Solution: Because sampling is random, we shouldn’t expect another
group’s distribution to be identical. However, it should be somewhat
similar because the samples we are taking are reasonably large.
Confidence intervals
- Create a variable called se that contains the standard error. Then
create a variable called za that has the critical value for a 95%
confidence interval. Finally, create a variable called lower that has
the lower bound of the confidence interval and a variable called upper
that has the upper bound of the confidence interval. After doing that,
use the command c(lower, upper) to show the confidence interval you just
created.
sample_mean <- mean(samp)
za <- qnorm(0.025, lower.tail=FALSE)
se <- sd(population)/sqrt(60)
lower <- sample_mean - za*se
upper <- sample_mean + za*se
c(lower,upper)
## [1] 1449.808 1705.626
- For the confidence interval to be valid, the sample mean must be
normally distributed and have standard error sigma/sqrt(n). What
conditions must be met for this to be true?
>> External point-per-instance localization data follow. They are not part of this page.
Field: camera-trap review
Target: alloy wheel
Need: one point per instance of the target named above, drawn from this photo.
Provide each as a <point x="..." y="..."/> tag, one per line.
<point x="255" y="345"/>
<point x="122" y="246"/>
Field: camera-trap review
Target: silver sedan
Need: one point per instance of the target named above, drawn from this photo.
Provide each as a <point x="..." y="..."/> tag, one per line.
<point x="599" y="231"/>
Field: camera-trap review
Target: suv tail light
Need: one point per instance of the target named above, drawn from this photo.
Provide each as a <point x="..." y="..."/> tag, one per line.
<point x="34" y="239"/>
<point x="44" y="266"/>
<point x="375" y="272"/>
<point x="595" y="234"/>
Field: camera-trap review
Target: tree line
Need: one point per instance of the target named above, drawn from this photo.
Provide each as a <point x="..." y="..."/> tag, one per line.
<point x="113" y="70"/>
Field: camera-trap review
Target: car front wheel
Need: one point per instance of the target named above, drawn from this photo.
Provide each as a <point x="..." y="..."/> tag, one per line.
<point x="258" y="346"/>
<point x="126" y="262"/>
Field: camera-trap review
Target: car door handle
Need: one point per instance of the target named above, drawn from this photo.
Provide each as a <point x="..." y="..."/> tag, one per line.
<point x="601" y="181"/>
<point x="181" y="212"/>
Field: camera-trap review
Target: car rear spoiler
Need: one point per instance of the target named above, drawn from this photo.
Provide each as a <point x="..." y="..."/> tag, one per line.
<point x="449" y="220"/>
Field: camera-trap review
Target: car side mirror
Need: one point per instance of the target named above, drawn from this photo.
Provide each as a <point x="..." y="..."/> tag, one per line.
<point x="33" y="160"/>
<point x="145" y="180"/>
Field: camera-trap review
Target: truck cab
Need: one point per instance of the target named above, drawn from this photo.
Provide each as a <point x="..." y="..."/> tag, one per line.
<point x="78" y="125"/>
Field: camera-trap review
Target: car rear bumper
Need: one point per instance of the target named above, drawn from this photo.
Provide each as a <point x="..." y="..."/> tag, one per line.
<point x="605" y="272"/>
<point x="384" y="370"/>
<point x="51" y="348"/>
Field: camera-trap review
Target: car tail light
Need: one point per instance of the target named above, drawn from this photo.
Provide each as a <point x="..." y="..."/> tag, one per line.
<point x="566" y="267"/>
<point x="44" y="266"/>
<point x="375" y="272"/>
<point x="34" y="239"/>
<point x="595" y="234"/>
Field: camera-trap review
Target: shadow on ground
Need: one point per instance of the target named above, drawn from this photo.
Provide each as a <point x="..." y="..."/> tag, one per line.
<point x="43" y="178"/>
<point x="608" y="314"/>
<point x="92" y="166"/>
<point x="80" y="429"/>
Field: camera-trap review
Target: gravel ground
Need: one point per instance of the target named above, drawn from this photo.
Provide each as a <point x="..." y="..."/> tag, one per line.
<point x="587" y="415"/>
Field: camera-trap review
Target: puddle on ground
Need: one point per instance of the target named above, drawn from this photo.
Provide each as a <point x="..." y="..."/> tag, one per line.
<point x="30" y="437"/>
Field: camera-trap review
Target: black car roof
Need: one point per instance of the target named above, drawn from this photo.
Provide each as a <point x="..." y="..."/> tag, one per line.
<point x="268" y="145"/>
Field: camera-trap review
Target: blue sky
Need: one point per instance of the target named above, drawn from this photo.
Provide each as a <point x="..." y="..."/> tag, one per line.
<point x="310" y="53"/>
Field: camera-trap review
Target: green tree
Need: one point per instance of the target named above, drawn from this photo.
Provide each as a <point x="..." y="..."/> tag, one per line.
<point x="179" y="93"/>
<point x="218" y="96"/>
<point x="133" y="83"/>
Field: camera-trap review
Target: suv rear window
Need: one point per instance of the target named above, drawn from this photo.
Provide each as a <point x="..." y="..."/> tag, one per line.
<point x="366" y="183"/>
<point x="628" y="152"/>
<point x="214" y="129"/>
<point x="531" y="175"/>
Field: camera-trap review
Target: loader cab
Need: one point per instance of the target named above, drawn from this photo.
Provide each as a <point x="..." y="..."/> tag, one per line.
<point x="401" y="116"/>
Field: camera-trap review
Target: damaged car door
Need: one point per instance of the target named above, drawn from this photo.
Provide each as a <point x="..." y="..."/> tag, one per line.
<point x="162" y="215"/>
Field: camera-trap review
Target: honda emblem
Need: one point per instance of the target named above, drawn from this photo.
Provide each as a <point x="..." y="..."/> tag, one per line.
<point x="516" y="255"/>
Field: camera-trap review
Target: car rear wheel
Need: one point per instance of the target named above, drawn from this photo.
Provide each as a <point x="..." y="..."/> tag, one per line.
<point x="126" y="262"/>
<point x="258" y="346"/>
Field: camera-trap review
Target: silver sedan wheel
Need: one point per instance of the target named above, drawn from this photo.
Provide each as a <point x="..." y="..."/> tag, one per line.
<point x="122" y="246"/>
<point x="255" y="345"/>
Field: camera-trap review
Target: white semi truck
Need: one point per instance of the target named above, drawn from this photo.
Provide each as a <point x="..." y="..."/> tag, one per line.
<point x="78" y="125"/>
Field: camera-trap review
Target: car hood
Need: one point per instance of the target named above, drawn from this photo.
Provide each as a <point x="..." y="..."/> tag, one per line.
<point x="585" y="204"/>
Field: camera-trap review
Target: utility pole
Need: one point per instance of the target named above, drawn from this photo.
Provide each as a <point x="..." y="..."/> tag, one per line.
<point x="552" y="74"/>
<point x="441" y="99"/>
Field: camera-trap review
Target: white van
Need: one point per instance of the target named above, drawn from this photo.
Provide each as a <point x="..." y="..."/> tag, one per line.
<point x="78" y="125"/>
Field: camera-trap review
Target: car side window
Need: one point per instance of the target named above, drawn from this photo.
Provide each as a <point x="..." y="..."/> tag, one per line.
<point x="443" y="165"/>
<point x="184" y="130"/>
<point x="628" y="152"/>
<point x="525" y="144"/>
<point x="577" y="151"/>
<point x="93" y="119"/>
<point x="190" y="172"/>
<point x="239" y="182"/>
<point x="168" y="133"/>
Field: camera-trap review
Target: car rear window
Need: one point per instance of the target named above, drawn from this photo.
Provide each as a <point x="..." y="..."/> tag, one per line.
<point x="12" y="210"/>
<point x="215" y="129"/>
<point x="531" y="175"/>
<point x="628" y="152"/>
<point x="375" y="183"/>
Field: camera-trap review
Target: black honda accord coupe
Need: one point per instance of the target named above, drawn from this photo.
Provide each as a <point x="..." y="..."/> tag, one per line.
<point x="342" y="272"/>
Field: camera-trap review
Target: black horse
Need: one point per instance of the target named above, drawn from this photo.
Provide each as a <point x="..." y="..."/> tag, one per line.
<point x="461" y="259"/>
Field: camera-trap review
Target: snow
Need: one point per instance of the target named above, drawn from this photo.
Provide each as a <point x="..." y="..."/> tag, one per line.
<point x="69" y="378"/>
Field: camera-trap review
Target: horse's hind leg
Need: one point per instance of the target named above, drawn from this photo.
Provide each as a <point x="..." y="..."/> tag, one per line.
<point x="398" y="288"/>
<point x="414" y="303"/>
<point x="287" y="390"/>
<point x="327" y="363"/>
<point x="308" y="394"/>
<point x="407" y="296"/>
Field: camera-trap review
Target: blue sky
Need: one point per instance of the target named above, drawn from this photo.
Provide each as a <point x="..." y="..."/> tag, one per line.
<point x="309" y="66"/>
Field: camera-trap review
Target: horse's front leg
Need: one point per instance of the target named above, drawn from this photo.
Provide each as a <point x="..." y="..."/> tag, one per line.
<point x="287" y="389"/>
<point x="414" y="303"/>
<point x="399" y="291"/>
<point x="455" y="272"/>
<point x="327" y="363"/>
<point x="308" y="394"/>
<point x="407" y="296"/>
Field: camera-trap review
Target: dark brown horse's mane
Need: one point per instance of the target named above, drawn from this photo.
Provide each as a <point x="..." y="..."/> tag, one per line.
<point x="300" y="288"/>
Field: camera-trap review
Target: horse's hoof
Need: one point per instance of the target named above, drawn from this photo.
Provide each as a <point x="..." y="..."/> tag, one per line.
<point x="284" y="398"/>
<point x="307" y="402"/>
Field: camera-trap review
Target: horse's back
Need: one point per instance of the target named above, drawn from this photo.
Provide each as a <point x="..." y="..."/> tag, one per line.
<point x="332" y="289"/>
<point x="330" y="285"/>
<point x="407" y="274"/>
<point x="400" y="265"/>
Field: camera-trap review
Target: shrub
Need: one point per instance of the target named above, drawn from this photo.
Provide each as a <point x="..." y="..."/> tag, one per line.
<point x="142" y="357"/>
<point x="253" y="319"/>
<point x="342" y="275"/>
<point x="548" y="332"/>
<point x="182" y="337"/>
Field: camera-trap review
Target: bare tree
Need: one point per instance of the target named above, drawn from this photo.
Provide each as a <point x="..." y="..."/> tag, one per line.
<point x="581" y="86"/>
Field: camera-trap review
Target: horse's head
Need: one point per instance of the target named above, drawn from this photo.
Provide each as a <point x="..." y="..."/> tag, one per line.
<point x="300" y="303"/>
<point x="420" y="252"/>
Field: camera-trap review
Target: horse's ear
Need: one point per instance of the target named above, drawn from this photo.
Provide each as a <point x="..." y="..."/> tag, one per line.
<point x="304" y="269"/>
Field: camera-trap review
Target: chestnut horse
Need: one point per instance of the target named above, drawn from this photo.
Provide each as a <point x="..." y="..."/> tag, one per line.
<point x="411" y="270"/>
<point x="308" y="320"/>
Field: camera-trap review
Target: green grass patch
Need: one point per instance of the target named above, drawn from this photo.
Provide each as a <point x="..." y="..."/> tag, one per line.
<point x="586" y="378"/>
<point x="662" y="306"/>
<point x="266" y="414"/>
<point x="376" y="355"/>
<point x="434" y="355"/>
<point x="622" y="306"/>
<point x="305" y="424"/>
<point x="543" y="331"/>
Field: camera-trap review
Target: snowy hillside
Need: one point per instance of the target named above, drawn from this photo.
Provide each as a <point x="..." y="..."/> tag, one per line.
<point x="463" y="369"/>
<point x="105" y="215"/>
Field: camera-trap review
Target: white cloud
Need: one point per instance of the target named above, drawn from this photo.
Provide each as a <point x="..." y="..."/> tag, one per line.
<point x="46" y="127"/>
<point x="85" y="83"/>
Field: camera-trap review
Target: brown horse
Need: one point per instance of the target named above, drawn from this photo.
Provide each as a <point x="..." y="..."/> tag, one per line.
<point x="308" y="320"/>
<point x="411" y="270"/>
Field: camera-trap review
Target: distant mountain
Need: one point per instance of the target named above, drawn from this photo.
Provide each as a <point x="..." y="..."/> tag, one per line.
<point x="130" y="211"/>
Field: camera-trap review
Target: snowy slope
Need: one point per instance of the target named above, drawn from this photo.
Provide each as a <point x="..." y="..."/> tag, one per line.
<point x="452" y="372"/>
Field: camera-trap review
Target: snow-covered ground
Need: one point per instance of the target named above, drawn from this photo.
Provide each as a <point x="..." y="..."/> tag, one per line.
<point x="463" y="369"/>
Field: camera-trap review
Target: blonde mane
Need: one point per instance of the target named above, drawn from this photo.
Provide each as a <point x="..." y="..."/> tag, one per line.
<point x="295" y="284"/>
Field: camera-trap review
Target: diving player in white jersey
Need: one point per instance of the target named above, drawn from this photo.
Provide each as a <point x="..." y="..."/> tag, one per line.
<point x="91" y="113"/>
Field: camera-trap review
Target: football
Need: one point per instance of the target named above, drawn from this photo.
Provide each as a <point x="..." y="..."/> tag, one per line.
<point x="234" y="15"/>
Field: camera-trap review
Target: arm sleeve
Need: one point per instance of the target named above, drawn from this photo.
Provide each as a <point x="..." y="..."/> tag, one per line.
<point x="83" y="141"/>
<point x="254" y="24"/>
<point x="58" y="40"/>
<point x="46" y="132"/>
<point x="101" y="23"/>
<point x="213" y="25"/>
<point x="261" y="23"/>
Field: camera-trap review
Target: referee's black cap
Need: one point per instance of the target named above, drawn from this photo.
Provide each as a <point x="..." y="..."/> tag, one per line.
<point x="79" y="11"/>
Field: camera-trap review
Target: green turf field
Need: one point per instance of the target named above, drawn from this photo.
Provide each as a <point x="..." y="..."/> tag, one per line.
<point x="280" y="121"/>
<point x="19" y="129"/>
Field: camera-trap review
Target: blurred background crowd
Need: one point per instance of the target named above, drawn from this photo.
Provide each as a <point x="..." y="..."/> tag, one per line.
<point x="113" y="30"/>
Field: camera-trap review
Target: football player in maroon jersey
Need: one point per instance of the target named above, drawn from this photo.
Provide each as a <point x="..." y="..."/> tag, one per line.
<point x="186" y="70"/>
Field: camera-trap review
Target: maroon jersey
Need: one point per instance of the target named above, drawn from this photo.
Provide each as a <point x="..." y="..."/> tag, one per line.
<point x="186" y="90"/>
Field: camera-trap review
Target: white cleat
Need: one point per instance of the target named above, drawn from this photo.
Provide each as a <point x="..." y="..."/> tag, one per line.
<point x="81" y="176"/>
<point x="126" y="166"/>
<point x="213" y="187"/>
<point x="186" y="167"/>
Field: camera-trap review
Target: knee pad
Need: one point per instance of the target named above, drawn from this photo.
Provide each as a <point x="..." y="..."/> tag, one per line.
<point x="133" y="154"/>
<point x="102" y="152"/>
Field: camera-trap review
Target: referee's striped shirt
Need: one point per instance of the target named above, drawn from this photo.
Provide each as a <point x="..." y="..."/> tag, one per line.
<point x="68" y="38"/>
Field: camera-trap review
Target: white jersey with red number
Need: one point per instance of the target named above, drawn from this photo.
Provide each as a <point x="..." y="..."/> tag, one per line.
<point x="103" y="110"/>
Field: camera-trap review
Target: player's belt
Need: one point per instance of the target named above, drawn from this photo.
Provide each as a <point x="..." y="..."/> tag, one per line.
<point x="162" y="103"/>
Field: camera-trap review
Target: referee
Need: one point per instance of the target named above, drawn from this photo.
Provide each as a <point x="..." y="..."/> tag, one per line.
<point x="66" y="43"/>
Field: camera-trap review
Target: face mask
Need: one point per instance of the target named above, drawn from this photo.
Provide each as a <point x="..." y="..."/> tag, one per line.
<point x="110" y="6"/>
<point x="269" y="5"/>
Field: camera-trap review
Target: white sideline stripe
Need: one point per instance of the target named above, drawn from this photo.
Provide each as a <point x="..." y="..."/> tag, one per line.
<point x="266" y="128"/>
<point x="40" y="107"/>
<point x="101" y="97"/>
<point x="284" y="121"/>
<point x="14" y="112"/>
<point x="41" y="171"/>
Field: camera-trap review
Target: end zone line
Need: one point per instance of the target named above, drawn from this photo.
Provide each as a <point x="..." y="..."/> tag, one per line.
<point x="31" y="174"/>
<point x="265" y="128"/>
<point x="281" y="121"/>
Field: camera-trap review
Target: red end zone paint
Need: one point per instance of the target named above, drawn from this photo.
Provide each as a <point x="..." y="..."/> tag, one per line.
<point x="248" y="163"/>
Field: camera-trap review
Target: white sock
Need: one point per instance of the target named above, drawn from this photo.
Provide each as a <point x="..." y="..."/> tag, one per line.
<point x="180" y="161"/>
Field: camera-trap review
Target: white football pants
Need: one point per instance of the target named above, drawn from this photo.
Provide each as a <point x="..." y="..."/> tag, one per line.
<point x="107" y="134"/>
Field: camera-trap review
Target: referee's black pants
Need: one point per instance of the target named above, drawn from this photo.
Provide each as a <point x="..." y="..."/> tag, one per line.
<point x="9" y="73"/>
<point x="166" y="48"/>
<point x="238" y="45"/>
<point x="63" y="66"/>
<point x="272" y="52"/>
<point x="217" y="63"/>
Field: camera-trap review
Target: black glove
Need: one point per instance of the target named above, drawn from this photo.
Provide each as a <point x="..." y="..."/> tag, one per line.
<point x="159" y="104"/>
Solution: We need to either be sampling from a normal population or
we need to have a sufficiently large sample size (bigger than 30) to
apply the central limit theorem. The latter holds true here.
- Does your confidence interval capture the true average size of
houses in Ames?
mean(population)
## [1] 1499.69
Solution: Yes, the confidence interval contains the true population
mean. (Note, this may not be true upon some knits of this notebook due
to the randam nature of sampling.)
- Each student in your class should have gotten a slightly different
confidence interval. Most of them probably contain the true population
mean, but it’s possible that same might not. What percent do you expect
to contain the true population mean?
Solution: We expect 95% to contain the true population mean because
we are creating 95% confidence intervals.
- Looping to create many samples and confidence intervals:
- Create a code chunk that performs the following actions: First,
create empty vectors of size 50 called samp_mean and samp_sd. Then
create a variable called n that holds the sample size, 60.
- Now we’re ready for the loop where we calculate the means and
standard deviations of 50 random samples. Create a for-loop that repeats
50 times. Inside the loop, first collect a sample of size n from the
population. Store the sample in a variable called samp. Then compute the
mean of samp and store it as the ith entry in the samp_mean vector you
created. Finally, compute the standard deviation of samp and store it as
the ith entry in the samp_sd vector.
samp_mean <- rep(0,50)
samp_sd <- rep(0,50)
n <- 60
for(i in 1:50){
samp <- sample(population,50)
samp_mean[i] <- mean(samp)
samp_sd[i] <- sd(samp)
}
- What proportion of your confidence intervals include the true
population mean? Is this proportion exactly equal to the confidence
level? If not, explain why.
za <- qnorm(0.025, lower.tail=FALSE)
lower_vector <- samp_mean - za * samp_sd / sqrt(n)
upper_vector <- samp_mean + za * samp_sd / sqrt(n)
plot_ci(lower_vector,upper_vector,mean(population))

Solution: This will vary from run to run. However, the proportion
will never exactly match the confidence level because we are doing 50
samples. The closes will be 47 out of 50, corresponding to 94% or 48 out
of 50, corresponding to 96%.
- More confidence intervals:
- Pick a new confidence level and use R to compute the appropriate
critical value.
- Calculate 50 confidence intervals at the confidence level you chose.
You do not need to obtain new samples, simply calculate new intervals
based on the sample means and standard deviations you have already
collected.
- Using the plot_ci function, plot all intervals and calculate the
proportion of intervals that include the true population mean. How does
this percentage compare to the confidence level selected for the
intervals?
za <- qnorm(0.005, lower.tail=FALSE)
lower_vector_99 <- samp_mean - za * samp_sd / sqrt(n)
upper_vector_99 <- samp_mean + za * samp_sd / sqrt(n)
plot_ci(lower_vector_99,upper_vector_99,mean(population))

Solution: I did a 99% confidence interval here. As expected, I often
get about 49 out of 50 confidence intervals that contain the true
population mean.